Un paradosso che suona come beffa. In passato, racconta Francesca, i tifosi con disabilità potevano accedere con fatica alle gradinate centrali, ottenendo almeno una posizione dignitosa e condividendo l’entusiasmo con il resto della curva. “Ora veniamo relegati in un angolo che chiamiamo ’Settore Nelson Mandela’. Di inclusivo non ha proprio nulla: troppo piccolo, affollato e privo di visuale”. E pensare che la Serie B impone due posti riservati ogni 400 persone, quindi a Carrara dovrebbero risultare 20 posti per disabili e 20 per accompagnatori.
A ribadire l’indignazione è Lanmarco Laquidara, padre di Edoardo, tifoso ormai storico, che parla senza mezzi termini di “pollaio”.
“Molti più disabili di quanti il settore potesse contenere si sono trovati davanti a una sorpresa assurda: la chiusura degli spazi coperti del rettilineo, che lo scorso anno avevano garantito buona visione. Un piccolo rimedio all’incapacità dell’amministrazione. Ora invece un addetto in stile ’cane da guardia’ impediva l’accesso, cancellando ogni possibilità di vivere la partita”. Il nodo è la mancanza di rispetto dei diritti. “I disabili non sono due o tre, come qualcuno ha sostenuto. Sono molti di più, e quando una squadra milita in Serie B arrivano anche da altre città. Perché negare loro due ore di svago, che possono significare molto di più di una semplice partita?”. La rabbia dei tifosi è anche politica. “Chiudere il rettilineo è una lesione dei diritti – attacca Laquidara –. Non importa se l’ordine arriva dal sindaco, dal ministro o dal presidente della Repubblica. Un’amministrazione deve avere il coraggio di difendere i cittadini più fragili. E invece ci ritroviamo con un gazebo-apartheid che grida vergogna”.
Un paradosso ancora più bruciante se confrontato con l’atteggiamento della società sportiva: “La Carrarese – conclude Laquidara – ha sempre fatto tutto il possibile per accoglierci in modo decoroso.
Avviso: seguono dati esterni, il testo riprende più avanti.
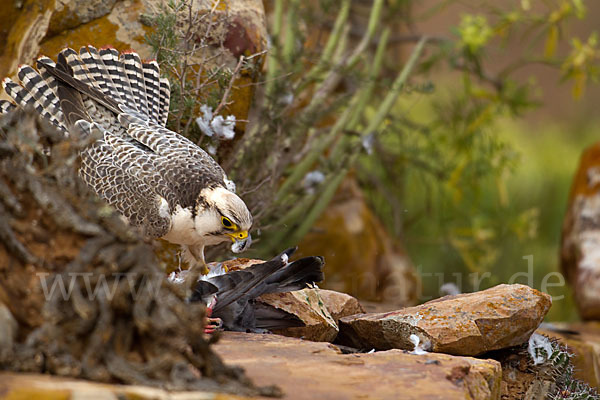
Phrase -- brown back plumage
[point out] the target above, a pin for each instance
(138, 165)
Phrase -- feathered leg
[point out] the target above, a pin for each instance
(212, 324)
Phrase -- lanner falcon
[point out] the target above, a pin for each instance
(159, 180)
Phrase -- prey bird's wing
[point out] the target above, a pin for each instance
(272, 276)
È l’amministrazione comunale che ha fallito”. Ora la richiesta è chiara: rimuovere immediatamente la grata che impedisce la visuale e riaprire gli spazi coperti sotto le gradinate, restituendo dignità a chi vuole soltanto tifare la propria squadra. Perché l’inclusione non può restare un concetto astratto nei discorsi ufficiali. L’inclusione è azione, è permettere a tutti di esserci. E domenica, allo stadio dei Marmi, l’inclusione non c’era.